Michael Fassbender, por sua vez, interpreta um Magneto menos radical e fundamentalista, mais maduro e humano. E Chastain salva a parte mais fraca da produção – a genérica vilã-extraterrestre-que-deseja-conquistar-um-poder-para-destruir-os-terráqueos-e-recolonizar-a-Terra-com-seu-povo – com uma performance monotônica e assustadora, sutil na sua frieza e na sua crueldade. A forma inexplicável como seus comparsas alienígenas se multiplicam no ato final do longa, porém, é o maior furo do roteiro.

Esse plano genérico da antagonista, por sinal, é o sintoma da maior falha de “Fênix Negra”: a constatação de como, com 12 filmes nas costas, a fórmula “X-Men” se tornou repetitiva e um tanto previsível.

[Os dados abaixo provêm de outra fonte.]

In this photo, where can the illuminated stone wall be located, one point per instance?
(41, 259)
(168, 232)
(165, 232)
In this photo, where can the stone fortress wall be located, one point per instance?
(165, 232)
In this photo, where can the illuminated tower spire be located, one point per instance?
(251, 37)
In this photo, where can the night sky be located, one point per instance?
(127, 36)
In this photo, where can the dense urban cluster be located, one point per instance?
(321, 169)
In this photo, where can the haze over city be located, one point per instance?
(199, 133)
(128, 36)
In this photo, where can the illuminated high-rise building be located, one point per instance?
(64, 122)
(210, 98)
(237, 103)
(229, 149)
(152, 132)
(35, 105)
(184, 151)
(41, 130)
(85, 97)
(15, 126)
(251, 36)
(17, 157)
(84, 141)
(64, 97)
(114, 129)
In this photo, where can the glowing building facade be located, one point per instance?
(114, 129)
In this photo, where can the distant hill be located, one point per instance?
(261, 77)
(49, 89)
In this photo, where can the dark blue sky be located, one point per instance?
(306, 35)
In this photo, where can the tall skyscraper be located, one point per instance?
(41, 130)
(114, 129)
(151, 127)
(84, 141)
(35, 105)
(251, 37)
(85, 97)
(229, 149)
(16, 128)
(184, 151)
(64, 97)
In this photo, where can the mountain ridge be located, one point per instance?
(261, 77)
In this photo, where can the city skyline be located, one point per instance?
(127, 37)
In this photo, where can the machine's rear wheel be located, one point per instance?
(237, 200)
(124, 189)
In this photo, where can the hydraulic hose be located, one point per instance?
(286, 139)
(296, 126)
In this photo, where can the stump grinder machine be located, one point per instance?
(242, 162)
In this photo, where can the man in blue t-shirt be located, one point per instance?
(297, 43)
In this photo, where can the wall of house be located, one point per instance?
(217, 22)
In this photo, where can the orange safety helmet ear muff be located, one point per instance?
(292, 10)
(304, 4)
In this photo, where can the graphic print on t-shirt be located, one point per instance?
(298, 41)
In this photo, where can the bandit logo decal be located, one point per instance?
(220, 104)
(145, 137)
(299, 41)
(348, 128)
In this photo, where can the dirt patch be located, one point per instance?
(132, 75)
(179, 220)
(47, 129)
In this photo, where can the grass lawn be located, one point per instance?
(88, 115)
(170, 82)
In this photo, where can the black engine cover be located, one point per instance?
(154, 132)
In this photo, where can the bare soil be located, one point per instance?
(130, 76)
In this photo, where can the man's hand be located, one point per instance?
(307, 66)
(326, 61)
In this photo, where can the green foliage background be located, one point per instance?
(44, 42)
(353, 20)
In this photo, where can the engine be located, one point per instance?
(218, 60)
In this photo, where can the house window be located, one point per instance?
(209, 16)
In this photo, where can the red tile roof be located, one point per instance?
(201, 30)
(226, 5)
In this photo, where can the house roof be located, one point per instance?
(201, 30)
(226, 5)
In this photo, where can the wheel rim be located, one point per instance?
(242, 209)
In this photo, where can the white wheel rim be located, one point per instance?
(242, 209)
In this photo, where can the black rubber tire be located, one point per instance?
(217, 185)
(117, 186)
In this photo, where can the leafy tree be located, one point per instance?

Assim como praticamente todos os capítulos anteriores (inclusive uma saga da Fênix bem mais novelesca e espetaculosa que a abordagem humana e intimista de Kinberg), a produção atual parte de uma tentativa de assimilação com os humanos, que causa uma briga interna entre os mutantes, até que eles finalmente se unem e vencem o mal maior.

Mesmo que não consiga extrapolar essa fôrma, o roteiro a executa com competência e ganha pontos por finalmente, permitir a seus personagens – e seus atores – evolução e mudança. “Fênix Negra” se sustenta totalmente nessa força de seu elenco – o estranho resultado de uma saga que, capitaneada pelo star power de Jennifer Lawrence, dobrou uma franquia ao talento de seus astros, fazendo com que seus personagens se tornem, ao menos na tela, mais propriedade e reflexo de seus intérpretes do que de suas origens nos quadrinhos.